MW sul marchio ‘Dolomiti Unesco’: Bene il turismo, male l’ambiente (ma dov’è tutto sto bene?)
Secondo quanto espresso dal quotidiano Alto Adige, interpretando un’analisi-“pistolotto” di Mountain Wilderness, il marchio “Dolomiti Unesco” funzionerebbe bene come veicolo di marketing territoriale, concetto condensato nel titolo “Bene il turismo“:
I 5 anni delle «Dolomiti Unesco» Bene il turismo, male l’ambiente
Analisi impietosa di Mountain Wilderness. «Un “brand” che funziona come marketing territoriale ma che non riesce a fermare le devastazioni e l’assedio del traffico, specialmente in Alto Adige»
[…] Insomma le Dolomiti, continuano a godere del marchio che l’Unesco ha conferito il 26 giugno di cinque anni fa. Ma i benefici – allo stato attuale – sembrano soltanto per il settore turistico. Il “marchio” paga, e bene. Ma restano tutti i problemi, e molti sono rilevanti, rimarcati da Mountain Wilderness. Non c’è soltanto il traffico a condizionare il futuro dei Monti Pallidi. Ci sono anche gli attacchi – spesso sconsiderati – al territorio. E c’è, soprattutto, chi vive nel cuore delle Dolomiti e che, in questi cinque anni, di giovamenti non ha avuto neppure il sentore.

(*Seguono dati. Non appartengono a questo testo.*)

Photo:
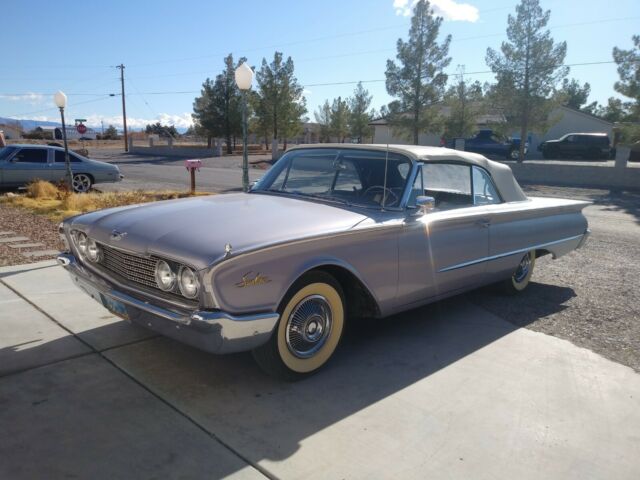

Resta un fitto mistero la modalità con la quale il marchio “Dolomiti Unesco” funzionerebbe come marketing territoriale. E considerando che, a quanto pare, funzionerebbe bene, visto che “il marchio paga, e bene“, il mistero diventa ancor più fitto.
Perché non v’è ragione di credere che il marchio “Dolomiti Unesco”, anche nel paradiso altoatesino, sia portatore – per ora – di grandi soddisfazioni. Se poi apriamo le porte dell’inferno bellunese (non esiste un purgatorio, fatevene una ragione), le supposte ragioni si dissolvono … divorate dalle fiamme. Quello che segue è il grafico dell’andamento delle differenze percentuali nelle presenze turistiche totali di ogni singolo anno rispetto al 2000 preso come anno base nei vari comprensori turistici dell’Alto Adige, nel STL Dolomiti e altre ripartizioni relative al Cadore (CC+CO+VB= Centro Cadore, Comelico-Sappada, Val Boite).
Ho evidenziato con una campitura rosa gli anni dall’attribuzione del riconoscimento Unesco (giugno 2009), con una campitura verde un pari numero di anni precedenti quell’evento. Nel paradiso – Alto Adige – la crescita c’era anche prima (semmai più accentuata); nell’inferno – provincia di Belluno – il declino c’era anche prima e perdura, ostinatamente perdura, anche con l’arrivo della patacca dell’Unesco; non v’è alcun segno di un’inversione di tendenza. Sappiamo che la crisi pesa soprattutto sugli italiani, sappiamo che “guai non ci fossero gli stranieri”, ma dire che il marchio “Dolomiti Unesco” funziona come marketing territoriale è una coglionata, tanto in paradiso quanto all’inferno.
Se si va a prendere il dettaglio”più dolomitico” anche per il paradiso altoatesino, considerando le presenze in Alta Pusteria, la situazione non cambia. Se poi si va a vedere analiticamente la cosa, si scopre che negli ultimi 4 anni – quelli del marchio “Dolomiti Unesco” – l’incremento delle presenze in Alta Pusteria è stato pari a 43.710, mentre nei 4 anni precedenti (dal 2005) l’incremento è stato di 108.177 presenze. Punto. Tutto il resto è narrativa.